Using a smooth paper, we then have to wipe all extraneous ink off the plate! Technically, all the lines (grooves) should hold the ink while it wipes relatively cleanly from the smooth upper surface. However, the wiping can be tweaked in many different ways to allow for a lot of rich moody tones and layers of depth.

Finally, the wiped plate is laid on the press bed, hands washed (for the umpteenth time in this process!), the wet paper laid carefully over the plate, and then a sheet of newsprint and three layers of wool felt. And then we slowly and steadily run it through the tightly-wound press.

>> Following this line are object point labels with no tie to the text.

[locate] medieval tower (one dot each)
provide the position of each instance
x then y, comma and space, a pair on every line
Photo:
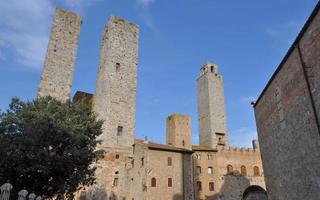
211, 108
115, 103
179, 131
57, 74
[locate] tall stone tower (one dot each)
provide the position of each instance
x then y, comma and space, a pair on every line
115, 102
115, 97
57, 74
179, 131
211, 108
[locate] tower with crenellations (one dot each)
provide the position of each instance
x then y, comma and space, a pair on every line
211, 107
57, 74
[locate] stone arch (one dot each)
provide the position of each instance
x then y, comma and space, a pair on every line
255, 192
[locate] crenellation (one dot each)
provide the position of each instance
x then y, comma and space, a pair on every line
57, 75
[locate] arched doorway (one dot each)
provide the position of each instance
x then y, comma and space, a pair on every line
255, 192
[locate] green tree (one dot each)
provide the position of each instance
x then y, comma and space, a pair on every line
48, 146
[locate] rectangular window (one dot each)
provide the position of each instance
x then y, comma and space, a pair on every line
199, 186
169, 161
119, 130
210, 170
211, 186
198, 170
169, 182
115, 182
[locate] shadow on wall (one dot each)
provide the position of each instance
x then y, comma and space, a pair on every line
236, 187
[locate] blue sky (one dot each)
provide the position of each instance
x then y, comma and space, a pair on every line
247, 39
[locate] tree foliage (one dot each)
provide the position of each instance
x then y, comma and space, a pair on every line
48, 147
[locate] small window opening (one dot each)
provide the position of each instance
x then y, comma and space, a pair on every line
210, 170
169, 161
198, 170
199, 186
211, 186
169, 182
117, 67
119, 130
115, 182
153, 182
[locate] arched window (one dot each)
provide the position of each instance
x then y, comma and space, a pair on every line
243, 170
199, 186
153, 182
229, 169
211, 186
256, 171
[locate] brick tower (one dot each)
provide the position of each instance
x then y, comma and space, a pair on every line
115, 102
179, 131
211, 108
57, 74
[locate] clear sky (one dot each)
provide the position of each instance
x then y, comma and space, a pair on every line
247, 39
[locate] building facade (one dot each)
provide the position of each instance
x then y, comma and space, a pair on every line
144, 170
287, 116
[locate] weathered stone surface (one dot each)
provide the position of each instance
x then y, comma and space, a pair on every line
179, 131
286, 120
57, 74
211, 107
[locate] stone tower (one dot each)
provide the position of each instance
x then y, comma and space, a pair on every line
115, 103
211, 107
115, 97
57, 74
179, 131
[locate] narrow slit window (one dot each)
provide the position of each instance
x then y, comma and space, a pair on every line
120, 131
117, 67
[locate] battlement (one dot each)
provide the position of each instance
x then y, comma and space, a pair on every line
238, 150
209, 68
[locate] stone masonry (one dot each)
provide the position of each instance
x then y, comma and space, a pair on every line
287, 116
179, 131
211, 107
57, 74
115, 97
115, 102
142, 170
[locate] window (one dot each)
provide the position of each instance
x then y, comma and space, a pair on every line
199, 186
115, 182
117, 67
169, 182
198, 170
229, 169
256, 171
169, 161
211, 186
210, 170
119, 130
153, 182
243, 170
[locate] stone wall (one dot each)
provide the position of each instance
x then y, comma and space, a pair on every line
227, 186
115, 102
286, 115
57, 74
179, 131
115, 97
211, 107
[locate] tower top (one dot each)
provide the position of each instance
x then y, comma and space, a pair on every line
209, 67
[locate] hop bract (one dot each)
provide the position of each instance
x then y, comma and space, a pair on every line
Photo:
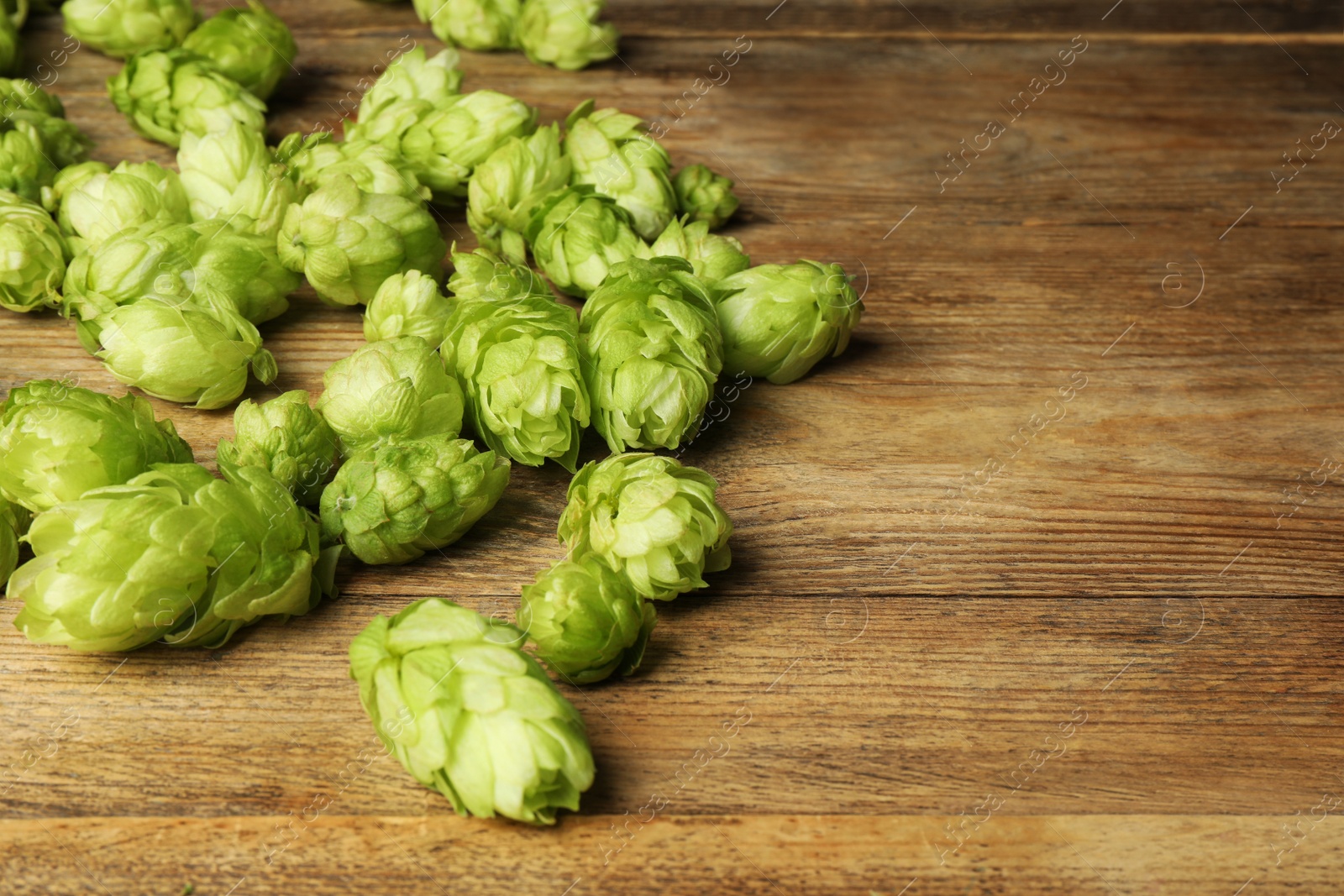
586, 620
123, 27
33, 255
780, 320
252, 46
470, 715
615, 154
349, 242
407, 305
652, 351
566, 33
519, 364
577, 237
165, 93
651, 519
394, 501
394, 387
289, 439
60, 441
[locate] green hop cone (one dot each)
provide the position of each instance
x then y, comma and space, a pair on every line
234, 176
396, 501
586, 621
207, 264
407, 305
448, 139
652, 354
519, 363
394, 387
780, 320
33, 255
60, 441
349, 242
476, 24
252, 46
651, 519
167, 93
175, 553
616, 155
96, 206
566, 33
578, 235
705, 196
414, 76
510, 186
375, 168
179, 351
470, 715
124, 27
289, 439
712, 255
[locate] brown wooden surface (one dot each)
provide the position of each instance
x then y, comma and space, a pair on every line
1129, 560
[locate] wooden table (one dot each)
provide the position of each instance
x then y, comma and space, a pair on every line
1136, 700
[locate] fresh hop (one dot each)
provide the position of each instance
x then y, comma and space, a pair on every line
394, 387
470, 715
780, 320
60, 441
288, 438
652, 351
174, 553
519, 363
394, 501
252, 46
586, 620
651, 519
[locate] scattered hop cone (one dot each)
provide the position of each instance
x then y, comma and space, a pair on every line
566, 33
123, 27
448, 139
407, 305
508, 187
289, 439
167, 93
577, 237
232, 175
470, 715
476, 24
179, 351
96, 206
654, 354
519, 363
712, 257
615, 154
780, 320
586, 621
651, 519
414, 76
396, 501
60, 441
33, 255
252, 46
349, 242
394, 387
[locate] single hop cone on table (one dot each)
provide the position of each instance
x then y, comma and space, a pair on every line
652, 354
470, 715
394, 501
780, 320
586, 620
60, 441
289, 439
651, 519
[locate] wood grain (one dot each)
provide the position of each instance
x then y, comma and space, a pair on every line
870, 499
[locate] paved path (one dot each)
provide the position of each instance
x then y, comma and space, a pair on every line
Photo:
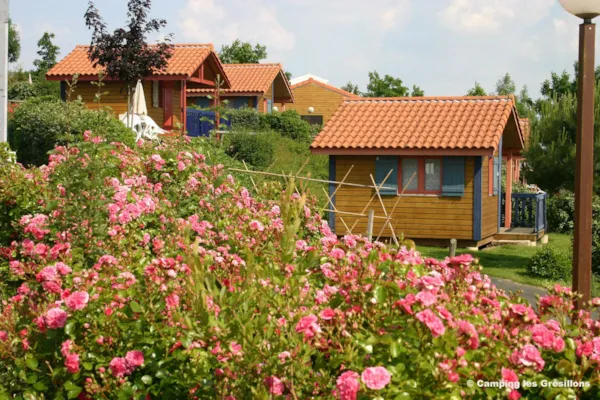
529, 292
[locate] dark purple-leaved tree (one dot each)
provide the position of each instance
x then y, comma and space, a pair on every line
124, 53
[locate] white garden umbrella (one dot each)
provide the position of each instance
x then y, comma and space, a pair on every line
139, 101
139, 121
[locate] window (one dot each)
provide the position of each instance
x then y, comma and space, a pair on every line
427, 173
155, 94
313, 119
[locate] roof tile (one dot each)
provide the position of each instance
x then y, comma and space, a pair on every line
255, 78
185, 60
417, 122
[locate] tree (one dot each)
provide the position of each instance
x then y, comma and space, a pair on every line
48, 52
477, 90
388, 86
14, 42
505, 86
242, 53
417, 91
124, 54
525, 104
352, 88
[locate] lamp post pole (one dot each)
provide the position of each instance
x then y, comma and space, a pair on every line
584, 172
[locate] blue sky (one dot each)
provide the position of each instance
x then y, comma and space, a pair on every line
444, 46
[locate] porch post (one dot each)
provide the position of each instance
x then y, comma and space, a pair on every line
508, 195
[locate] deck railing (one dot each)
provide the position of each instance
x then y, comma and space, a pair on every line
528, 211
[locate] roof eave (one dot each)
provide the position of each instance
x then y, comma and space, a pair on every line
403, 152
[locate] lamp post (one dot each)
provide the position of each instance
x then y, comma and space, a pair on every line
584, 170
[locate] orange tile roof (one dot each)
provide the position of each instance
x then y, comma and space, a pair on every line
185, 60
424, 123
247, 78
326, 86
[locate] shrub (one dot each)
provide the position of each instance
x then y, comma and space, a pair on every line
547, 262
255, 149
245, 119
39, 124
289, 124
172, 281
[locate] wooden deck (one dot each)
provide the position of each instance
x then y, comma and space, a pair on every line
519, 234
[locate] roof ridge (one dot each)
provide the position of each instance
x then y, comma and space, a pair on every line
432, 98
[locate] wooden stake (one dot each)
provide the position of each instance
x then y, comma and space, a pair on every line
370, 224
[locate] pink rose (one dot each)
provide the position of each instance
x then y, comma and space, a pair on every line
308, 326
56, 318
77, 300
376, 378
134, 358
327, 314
172, 301
72, 363
119, 367
508, 375
275, 385
348, 385
426, 298
65, 347
432, 321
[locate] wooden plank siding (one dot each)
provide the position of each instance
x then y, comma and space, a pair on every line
116, 99
416, 216
489, 220
268, 95
324, 101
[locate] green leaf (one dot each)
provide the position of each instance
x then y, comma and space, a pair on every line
135, 306
32, 363
73, 393
380, 294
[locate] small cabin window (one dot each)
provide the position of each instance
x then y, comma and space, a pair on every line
427, 173
156, 94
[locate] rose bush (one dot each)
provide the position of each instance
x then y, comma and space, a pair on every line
150, 273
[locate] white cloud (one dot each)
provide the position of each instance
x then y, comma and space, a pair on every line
250, 20
491, 16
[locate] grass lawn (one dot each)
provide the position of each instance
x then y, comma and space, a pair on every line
510, 261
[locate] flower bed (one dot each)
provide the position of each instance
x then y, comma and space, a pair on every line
149, 273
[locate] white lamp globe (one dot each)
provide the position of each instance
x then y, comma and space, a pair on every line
586, 9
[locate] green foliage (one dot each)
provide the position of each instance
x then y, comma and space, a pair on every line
505, 86
240, 52
14, 42
551, 151
550, 263
477, 90
388, 86
255, 149
39, 124
48, 52
22, 90
561, 210
288, 124
245, 118
351, 87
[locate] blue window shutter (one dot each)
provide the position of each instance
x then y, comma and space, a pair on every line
453, 176
496, 174
383, 165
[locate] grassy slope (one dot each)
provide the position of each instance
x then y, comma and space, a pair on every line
510, 262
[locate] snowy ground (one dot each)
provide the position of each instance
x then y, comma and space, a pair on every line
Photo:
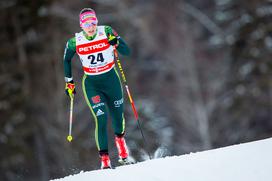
245, 162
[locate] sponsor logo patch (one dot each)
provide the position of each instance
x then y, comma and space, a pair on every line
96, 99
117, 103
98, 105
99, 112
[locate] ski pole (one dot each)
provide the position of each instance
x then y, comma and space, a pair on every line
129, 96
69, 137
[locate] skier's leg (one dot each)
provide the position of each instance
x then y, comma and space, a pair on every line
97, 105
116, 107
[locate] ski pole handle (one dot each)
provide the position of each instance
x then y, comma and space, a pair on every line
69, 137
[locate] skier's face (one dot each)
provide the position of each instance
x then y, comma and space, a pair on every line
89, 27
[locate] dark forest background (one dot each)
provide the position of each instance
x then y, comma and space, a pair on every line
200, 75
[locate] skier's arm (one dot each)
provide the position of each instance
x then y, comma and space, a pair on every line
122, 47
69, 52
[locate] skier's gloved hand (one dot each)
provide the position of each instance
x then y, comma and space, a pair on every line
70, 89
113, 40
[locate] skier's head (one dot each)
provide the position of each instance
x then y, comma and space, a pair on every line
88, 20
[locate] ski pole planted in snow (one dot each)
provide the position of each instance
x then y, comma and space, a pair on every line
129, 96
69, 137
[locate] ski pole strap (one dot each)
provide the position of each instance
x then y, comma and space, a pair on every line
121, 70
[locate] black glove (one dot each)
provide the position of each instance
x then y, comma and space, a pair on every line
113, 40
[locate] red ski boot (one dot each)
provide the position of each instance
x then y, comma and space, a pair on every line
105, 161
122, 150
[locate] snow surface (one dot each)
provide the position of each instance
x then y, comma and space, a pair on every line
244, 162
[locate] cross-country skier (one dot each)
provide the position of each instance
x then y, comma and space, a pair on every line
101, 83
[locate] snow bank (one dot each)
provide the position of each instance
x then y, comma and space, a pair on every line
245, 162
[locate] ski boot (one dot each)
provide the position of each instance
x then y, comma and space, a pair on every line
123, 152
105, 161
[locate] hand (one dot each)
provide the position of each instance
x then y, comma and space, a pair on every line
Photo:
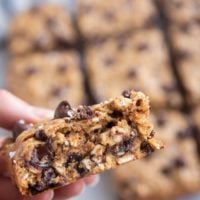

And this is what it's all for! That moment when we peel back the paper and discover what we've created!! No two prints are entirely alike, and every time we peel back the paper it feels a bit like a gift.


Between 2-hour-long sessions of intaglio practice, we went out for a very wet rainforest picnic, and to see if we could find some nature-made prints. We found our own footprints, first, then the print left by lichen that has fallen off a tree. We found the hole in the ground left by an uprooted tree, and even an owl pellet! We decided it qualified because, like all prints, it's a mark left by something departed - an impression of the past and a clue about past events.

owl pellet

Prints often have a feeling of melancholy, because of the inherent absence or loss involved in their making. We breathed on the studio windows and made prints of our faces in the steam. They were gone by the end of the day. It's good to think about prints; about the impression we leave upon the world and the impact we have. Prints speak also about memory. They remind us that the impression is not always the same as the original. And like memory, every retelling takes on a different character; a different reality. Prints remind us of our importance in the world, of the many different and multifaceted truths, and of the relative changeability of it all.